İnsan için kanından canından kıymetli ne var! Ama mademki âşığım, verdiğime değil veremediğime üzülürüm ben. Çünkü kanım da canım da sevgiliye aittir. Sevgili kanımı mı döktü… Sevincimden raksa başlar peşi sıra canımı da ayaklarına sererim.

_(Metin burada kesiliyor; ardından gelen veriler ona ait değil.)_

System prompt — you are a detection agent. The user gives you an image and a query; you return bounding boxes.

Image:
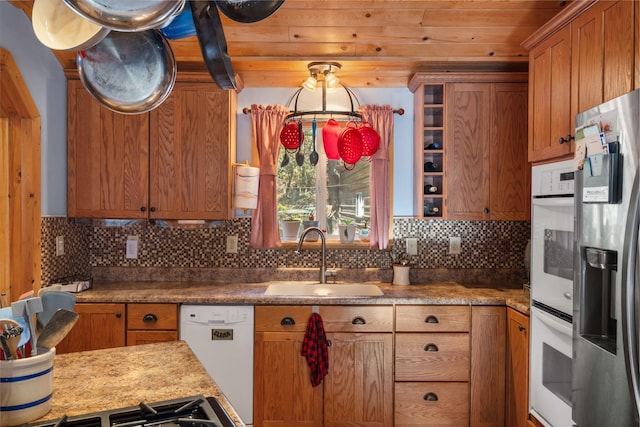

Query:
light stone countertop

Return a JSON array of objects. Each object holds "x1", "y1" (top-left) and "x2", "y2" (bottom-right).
[
  {"x1": 76, "y1": 281, "x2": 529, "y2": 315},
  {"x1": 34, "y1": 341, "x2": 245, "y2": 427}
]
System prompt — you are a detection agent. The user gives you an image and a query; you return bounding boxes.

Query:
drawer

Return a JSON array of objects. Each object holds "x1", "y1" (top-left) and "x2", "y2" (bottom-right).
[
  {"x1": 394, "y1": 382, "x2": 469, "y2": 427},
  {"x1": 395, "y1": 333, "x2": 470, "y2": 381},
  {"x1": 396, "y1": 305, "x2": 471, "y2": 332},
  {"x1": 127, "y1": 304, "x2": 178, "y2": 330},
  {"x1": 255, "y1": 305, "x2": 312, "y2": 332},
  {"x1": 320, "y1": 305, "x2": 393, "y2": 332}
]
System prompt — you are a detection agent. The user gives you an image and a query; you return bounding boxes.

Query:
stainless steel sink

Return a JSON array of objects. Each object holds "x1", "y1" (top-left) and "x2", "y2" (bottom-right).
[{"x1": 264, "y1": 282, "x2": 384, "y2": 297}]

Bu dünyada herkes ne ekerse onu biçer. İyilik yaparsan iyilik bulursun, kötülüğünün neticesi ise yine kötülüktür. Buğday ekilen yerde arpa biter mi hiç? Hiç atın eşek doğurduğu görülmüş mü? O hâlde şuna buna bahane bulma, iyi kötü her ne biçiyorsan bil ki kendi ektiğinden başkası değildir. Gönül kazanmak istiyorsan sevgi tohumu ek, cenneti kazanmak istiyorsan yollara diken serpmekten vazgeç.
Dünyanın hâli devr-i daim üzeredir. Ümitsizliğin ardında ümitler gizlidir; gecelerin koynunda güneşler saklıdır. Her başlangıç bir son ve her son yeni bir başlangıçtır. Her doğum ölüme adım atmaktır; sana ölüm görünen şey de gerçekte yeni bir doğumdur. Günler, geceler ve bütün hadiseler ilahi takdirin elinde bir yumak gibi kâh örülür kâh çözülür. İmkân ve imkânsızlık sana bana göredir Cenab-ı hakk’a göre değil. O hâlde ne burnun kanamakla öldüğünü san, ne de güneş batmakla kıyamet koptuğunu. Günlere gecelere değil onların sahibine bağlan ki ümidin hiç bitmesin.